Here's the don't bother list:
- First world problem. It's a privileged question: should I correct what are relatively minor imperfections?
- It's not that bad so maybe I'm making a tempest in a teapot.
- We have to drive to north Dallas once a week to get the helmet fitted. Through downtown Dallas during rush hour. UGH.
- Am I buying into some baby industrial complex by getting him a helmet? I don't think he's disfigured or that most people would notice anything wrong with him. The repositioning has definitely helped compared to what it looked like two months ago. I think we've taken it as far as we can though.
- Am I just buying into a trend? Is it a slippery slope that will end up with me buying him acid washed jeans for $500?
On the pro helmet side:
- I prayed that if we shouldn't do it, the insurance answer would be no.
- The back of his skull is somewhat compressed. His ear isn't in the middle of his head.
- Compression of the skull can narrow the sinus cavities and cause snoring and sleep apnea (I asked her if she knew whether Asians are more prone to both things given the culture of putting babies on their backs in swaddling for thousands of years. She didn't know. Seems like a good control group to me...)

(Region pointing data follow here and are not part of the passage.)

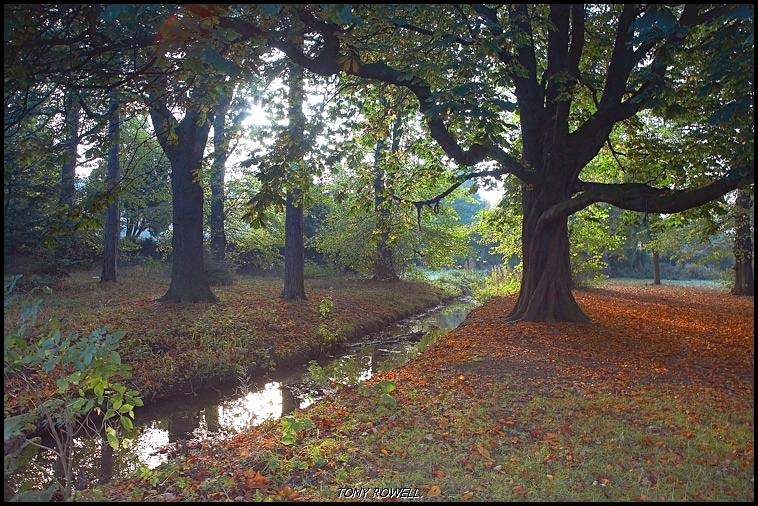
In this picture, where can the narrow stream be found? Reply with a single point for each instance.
(180, 425)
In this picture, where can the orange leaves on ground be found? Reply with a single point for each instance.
(254, 479)
(434, 491)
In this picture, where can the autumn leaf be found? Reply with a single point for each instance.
(254, 479)
(434, 491)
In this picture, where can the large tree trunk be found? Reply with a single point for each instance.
(743, 247)
(294, 242)
(184, 144)
(218, 172)
(68, 168)
(189, 282)
(545, 294)
(656, 268)
(112, 221)
(294, 248)
(384, 266)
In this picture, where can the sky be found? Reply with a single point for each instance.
(259, 117)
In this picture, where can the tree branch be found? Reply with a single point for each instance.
(643, 198)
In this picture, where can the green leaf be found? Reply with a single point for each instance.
(654, 24)
(212, 57)
(110, 435)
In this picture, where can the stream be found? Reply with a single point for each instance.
(176, 426)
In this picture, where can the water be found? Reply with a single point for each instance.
(182, 424)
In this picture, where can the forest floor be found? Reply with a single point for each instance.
(174, 347)
(651, 401)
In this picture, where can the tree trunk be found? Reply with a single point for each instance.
(656, 268)
(384, 267)
(218, 171)
(112, 221)
(294, 248)
(743, 247)
(188, 279)
(106, 462)
(545, 294)
(68, 169)
(294, 242)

- The ears are slightly crooked, ditto his eyes. Again, within the realm of 'acceptability'.
- If we get the helmet started before his fifth month, he only has to wear it for 6-8 weeks. If we wait until he's 6 months and up, he has to wear it for 18 weeks or so. So now is the time to decide, especially if the answer is 'yes'.
- If he's going to earn millions as an actor, he'll be very grateful we did this for him.
So, I need opinions. To helmet or not to helmet, what say you?